Célio conquistou o primeiro lugar entre 1.500 projetos com um estudo sobre conservação ambiental em áreas urbanas do Recife. A visibilidade da escolha, avalia, abriu o caminho para a aprovação em um programa de doutorado na Universidade de Illinois, mesmo sem vínculos prévios com instituições ou pesquisadores norte-americanos.

— Quando me candidatei, meu inglês ainda era básico. Nunca tinha estudado ou publicado com ninguém dos Estados Unidos. Mesmo assim, fui aceito. Acredito que o Prêmio Jovem Cientista teve um papel importante nesse processo.

No doutorado, em que é orientado por Onilda Gomes, Célio segue a mesma linha de pesquisa iniciada no projeto premiado, mas agora com foco nas comunidades tradicionais urbanas. O trabalho parte da comunidade do Bode, no Recife, onde sua família viveu nos anos 1970, e busca compreender como políticas de conservação e regularização fundiária impactam modos de vida locais.

O pesquisador tem desenvolvido um trabalho etnográfico junto aos pescadores, com visitas frequentes à comunidade, oficinas participativas e a construção de pequenas estruturas que dão suporte à atividade pesqueira, como áreas cobertas para reparo de barcos e cozinhas comunitárias. A ideia é que elas ajudem a demarcar a atividade social no local.

— Da última vez que fui ao Brasil, propus na Câmara dos Vereadores do Recife emendas à legislação que regula o uso do território na cidade. Nenhuma foi aceita. Então, decidimos fazer por conta própria, juntos — relata Célio.

‘Alta relevância’

Para Glauco Paiva, gerente executivo de Comunicação e Marca da Shell Brasil, o reconhecimento concedido pelo Prêmio Jovem Cientista ultrapassa o mérito individual de cada vencedor e reflete o papel estratégico da ciência no desenvolvimento do país.

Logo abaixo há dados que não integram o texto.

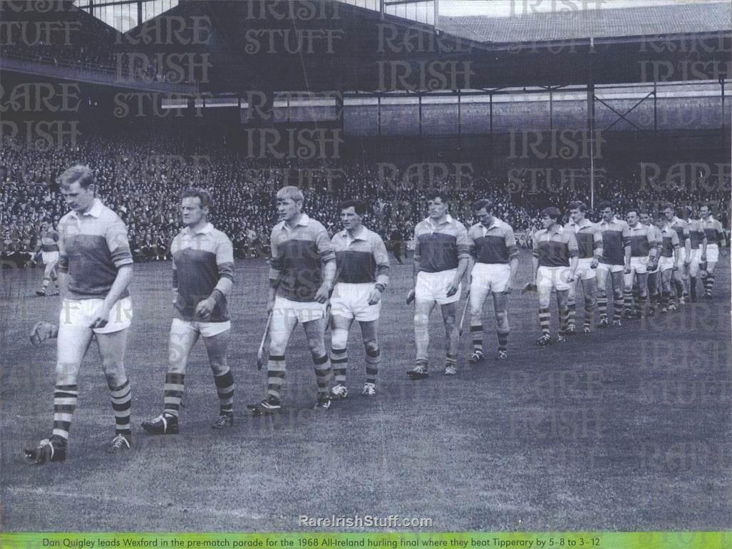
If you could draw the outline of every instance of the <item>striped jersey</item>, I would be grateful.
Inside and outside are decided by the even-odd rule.
[[[534,257],[540,267],[568,267],[579,254],[575,231],[559,223],[534,234]]]
[[[625,264],[625,247],[630,245],[628,223],[613,217],[610,223],[601,220],[597,223],[602,231],[602,263],[608,265]]]
[[[99,198],[88,212],[72,210],[61,217],[59,236],[59,272],[69,274],[75,299],[103,299],[119,268],[132,263],[127,228]],[[125,288],[120,299],[129,295]]]
[[[575,231],[580,259],[591,259],[596,253],[602,253],[602,231],[597,223],[585,217],[579,223],[570,222],[569,228]]]
[[[331,245],[337,262],[336,282],[389,284],[389,254],[381,237],[364,226],[353,238],[348,231],[333,235]]]
[[[206,321],[229,320],[226,296],[234,285],[234,249],[228,236],[211,223],[195,231],[185,227],[173,239],[171,255],[179,317],[186,321],[203,320],[195,316],[195,307],[212,296],[216,305]],[[214,290],[217,291],[214,293]]]
[[[518,258],[518,246],[513,229],[508,223],[493,217],[490,227],[476,223],[468,231],[470,254],[476,263],[507,264]]]
[[[440,272],[458,268],[460,259],[470,258],[470,239],[463,223],[446,215],[438,225],[422,220],[414,228],[414,261],[424,272]]]
[[[630,232],[630,257],[646,258],[651,254],[651,250],[655,249],[656,240],[651,228],[638,223],[635,227],[628,225]]]
[[[691,236],[689,234],[689,223],[682,219],[679,217],[674,217],[673,220],[671,222],[670,226],[672,229],[676,231],[676,235],[679,236],[679,244],[680,246],[685,245],[684,241],[687,239],[691,239]]]
[[[704,234],[704,229],[702,228],[701,220],[690,220],[689,241],[691,244],[691,249],[698,250],[705,238],[706,238],[706,235]]]
[[[673,250],[679,248],[679,234],[666,223],[661,228],[661,255],[673,257]]]
[[[41,251],[42,252],[58,252],[59,251],[59,231],[55,229],[46,231],[41,235]]]
[[[699,226],[706,236],[707,244],[717,244],[725,239],[725,234],[722,230],[722,223],[712,216],[708,220],[700,220]]]
[[[293,301],[314,301],[323,283],[323,266],[335,261],[325,227],[302,214],[294,228],[284,221],[275,225],[270,243],[269,284],[277,294]]]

— O Prêmio Jovem Cientista se consolida como uma plataforma de alta relevância para que pesquisadores brasileiros sigam contribuindo para um futuro mais sustentável — afirma.

Na edição deste ano, que terá os vencedores anunciados em novembro, doutorandos, mestrandos e alunos do ensino médio tiveram que propor soluções para o combate a desastres ambientais. Iniciativa do Conselho Nacional de Desenvolvimento Científico e Tecnológico (CNPq) em parceria com a Fundação Roberto Marinho, o prêmio tem patrocínio da Shell, apoio de mídia da Editora Globo e do Canal Futura.

Por: O Globo.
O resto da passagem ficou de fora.